The UK’s advertising watchdog has banned seven cryptocurrency advertisements.
Following concerns that many advertisements fail to fully convey the risks of investing, the Advertising Standards Authority (ASA) has declared that monitoring crypto assets, such as Bitcoin, is a “red-alert priority.”
A pizza chain’s promotion and Facebook ads for a large cryptocurrency exchange were among the prohibited ads.
According to the ASA, it hopes to issue new guidance on cryptocurrency advertising.
All seven advertisements or promotions were “banned for irresponsibly exploiting consumers’ inexperience and failing to illustrate the risk of the investment,” according to the statement.
The companies whose advertisements were found to be in violation of the rules were:
Coinburp: A Twitter account for the cryptocurrency trading platform Coinburp.
eToro (UK): This is a paid display advertisement for eToro, a stock and cryptocurrency trading platform.
Payward: An online cryptocurrency exchange’s digital poster.
Exmo Exchange: A video on YouTube promoting cryptocurrency exchange Exmo
Luno Money: An in-app advertisement for the cryptocurrency exchange service Luno.
Coinbase Europe: A Facebook ad purchased by Coinbase, a cryptocurrency exchange platform.
Papa John’s GB: A promotion on the website of the Papa John’s pizza restaurant chain as well as a Twitter post.
The banned Papa John’s website promotion advertised “free Bitcoin worth £10,” as well as “Save £15 when you spend £30 or more & get £10 worth of Bitcoin from Luno!”
The company said it was part of their annual “Bitcoin pizza day” celebration, which commemorates the exchange of two Papa John’s pizzas for 10,000 bitcoins in May 2010. Ten thousand bitcoins are now worth more than £350 million ($462 million).
The company claimed that the advertisement made no mention of cryptocurrency or its suitability for investment.
According to the chain, the “free” Bitcoin offer was not the same as a scenario in which a consumer was given the option to invest their own money in a financial product.
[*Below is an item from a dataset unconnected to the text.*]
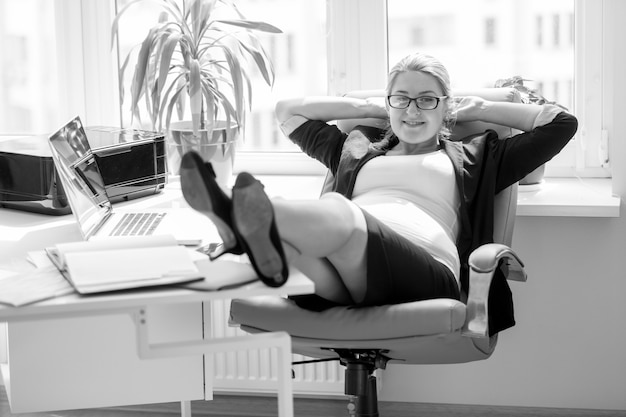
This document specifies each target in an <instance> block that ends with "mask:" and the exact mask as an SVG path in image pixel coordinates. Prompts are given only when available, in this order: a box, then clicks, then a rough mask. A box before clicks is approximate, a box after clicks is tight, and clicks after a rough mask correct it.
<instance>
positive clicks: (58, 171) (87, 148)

However, the ASA determined that the offer “trivialized what was a serious and potentially costly financial decision, particularly in the context of the intended audience, who were likely to have limited knowledge of cryptocurrency.”
The bans are part of a larger project that will result in updated guidance for crypto-asset advertising next year.
“Cryptoassets are a red-alert priority issue for us,” said Miles Lockwood, the watchdog’s director of complaints and investigations.
“Consumers must be aware of the risks associated with investing in crypto assets, and companies must ensure that their advertisements are not misleading or socially irresponsible in taking advantage of consumers’ lack of knowledge about these complex and volatile products,” he said.
The ASA stated that it will continue to review crypto-asset advertisements in the coming months, not just for cryptocurrencies but also for NFTs and fan tokens.